In January 2017, the homeowner hand-delivered a payment at the annual
HOA meeting and was told to leave. The homeowner later received a notice
that he had been banned from the HOA’s premises for one year.
In February 2017, the homeowners received another letter from the law
firm acknowledging receipt of the January 2017 payment, but noted as
outstanding the accumulated fees and costs associated with the original
disputed payment from 2016.
On March 10, 2017, the homeowners responded to the February letter,
writing that “in our correspondence to you on this matter, we had
requested that you stop contacting us about that claim . . . As both my
wife and I dispute the debt referenced in your most recent letter, I am
now requesting once again that you stop all communications with my wife
and myself concerning this debt.” The homeowners received additional
correspondence from the law firm on March 14, 2017, including an updated
ledger of the homeowners’ account showing that a fee had been added for
preparation of the February letter.
In January 2018, the homeowners requested to attend the annual meeting
and was told by the law firm that the homeowner would not be allowed to
attend, and that “this whole thing would not have happened if you would
just pay your bills.”
On Feb. 6, 2018, the homeowners received an updated ledger from the law
firm and although this correspondence purported to provide the
homeowners with “verification of your account as you requested,” the
homeowners deny having made any such request for verification.
On April 5, 2018, the homeowners filed a complaint against the law firm
brought under the federal Fair Debt Collection Practices Act, 15 U.S.C.
§ 1692 et seq.

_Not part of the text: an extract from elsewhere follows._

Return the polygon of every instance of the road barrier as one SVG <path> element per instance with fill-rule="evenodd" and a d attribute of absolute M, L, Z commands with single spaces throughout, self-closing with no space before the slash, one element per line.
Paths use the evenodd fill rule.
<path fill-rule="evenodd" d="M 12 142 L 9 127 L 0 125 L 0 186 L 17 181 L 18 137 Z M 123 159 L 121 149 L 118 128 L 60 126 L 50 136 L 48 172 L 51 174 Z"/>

In their complaint, the homeowners alleged that the law
firm violated various provisions of the FDCPA by engaging in unfair debt
collection practices and by improperly communicating with the homeowners
after they had disputed the debt and had made a written request that the
law firm cease further communications. The law firm responded by seeking
dismissal of the complaint as untimely or, in the alternative, for
The trial court granted the law firm’s motion to dismiss the complaint
based on the statute of limitations holding that the entire complaint
was time-barred because the more recent violations that the homeowners
alleged were of the “same type” as other violations that occurred
outside the one-year limitations period.
The homeowners appealed.
The sole question on appeal was whether the trial court erred in
concluding that all the homeowners’ claims were barred by the FDCPA’s
statute of limitations.
The homeowners argued that the trial court erred in dismissing all their
claims as time-barred because two of the alleged violations occurred
less than one year from the date they filed suit. According to the
homeowners, under the language of 15 U.S.C. § 1692k(d), a new statute of
limitations arose with each “violation” of the FDCPA.

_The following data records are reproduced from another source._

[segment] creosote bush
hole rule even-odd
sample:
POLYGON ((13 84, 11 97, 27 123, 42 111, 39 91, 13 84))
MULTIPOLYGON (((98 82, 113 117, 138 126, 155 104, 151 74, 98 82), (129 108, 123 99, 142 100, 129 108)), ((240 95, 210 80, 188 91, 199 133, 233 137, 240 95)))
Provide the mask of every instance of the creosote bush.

In response, the law firm argued that the first alleged violation of the
FDCPA occurred outside the limitations period and all later
communications by the law firm arose from its attempt to collect the
The Fourth Circuit first acknowledged that under the FDCPA, claims must
be brought “within one year from the date on which the violation
occurs.” 15 U.S.C. § 1692k(d). Moreover, the Court noted, nothing in the
FDCPA suggests that “similar” violations should be grouped together and
treated as a single claim for purposes of the FDCPA’s statute of
limitations. To the contrary, the Court has long held that a “separate
violation” of the FDCPA occurs “every time” an improper communication,
threat, or misrepresentation is made. United States v. Nat’l Fin. Servs.,
Inc., 98 F.3d 131, 141 (4th Cir. 1996). Accordingly, the Court concluded
that Section 1692k(d) establishes a separate one-year limitations period
for each violation of the FDCPA.
In coming to its ruling, the Fourth Circuit noted this interpretation
avoids creating a safe harbor for unlawful debt collection activity
where no matter how frequent or abusive such collection efforts became,
the debtor would be left entirely without a remedy simply because the
debtor did not timely pursue the first violation.

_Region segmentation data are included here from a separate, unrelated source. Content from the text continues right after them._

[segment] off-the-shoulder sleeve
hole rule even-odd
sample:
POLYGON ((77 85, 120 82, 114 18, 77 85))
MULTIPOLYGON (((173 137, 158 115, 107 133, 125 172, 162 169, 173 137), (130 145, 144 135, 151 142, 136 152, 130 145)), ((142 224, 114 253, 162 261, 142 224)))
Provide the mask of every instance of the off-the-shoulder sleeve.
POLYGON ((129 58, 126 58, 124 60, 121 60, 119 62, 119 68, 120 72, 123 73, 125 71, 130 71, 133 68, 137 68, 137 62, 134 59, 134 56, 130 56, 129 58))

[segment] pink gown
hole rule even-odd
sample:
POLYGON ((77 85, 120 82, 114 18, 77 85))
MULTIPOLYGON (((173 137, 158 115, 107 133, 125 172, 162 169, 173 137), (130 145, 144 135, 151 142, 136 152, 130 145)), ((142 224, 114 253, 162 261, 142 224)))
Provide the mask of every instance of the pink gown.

Finally, the Court observed that two other federal appellate courts have
also concluded that the FDCPA’s limitations period runs anew from the
date of each violation. See Demarais v. Gurstel Chargo, P.A., 869 F.3d
685, 694 (8th Cir. 2017); Llewellyn v. Allstate Home Loans, Inc., 711
F.3d 1173, 1188 (10th Cir. 2013). As these courts have recognized, it
simply “does not matter that the debt collector’s violation restates
earlier assertions — if the plaintiff sues within one year of the
violation, [the suit] is not barred by § 1692k(d).” Demarais, 869 F.3d
at 694; see also Llewellyn, 711 F.3d at 1188.
Accordingly, the Fourth Circuit vacated the trial court’s judgment and
remanded the case for further proceedings.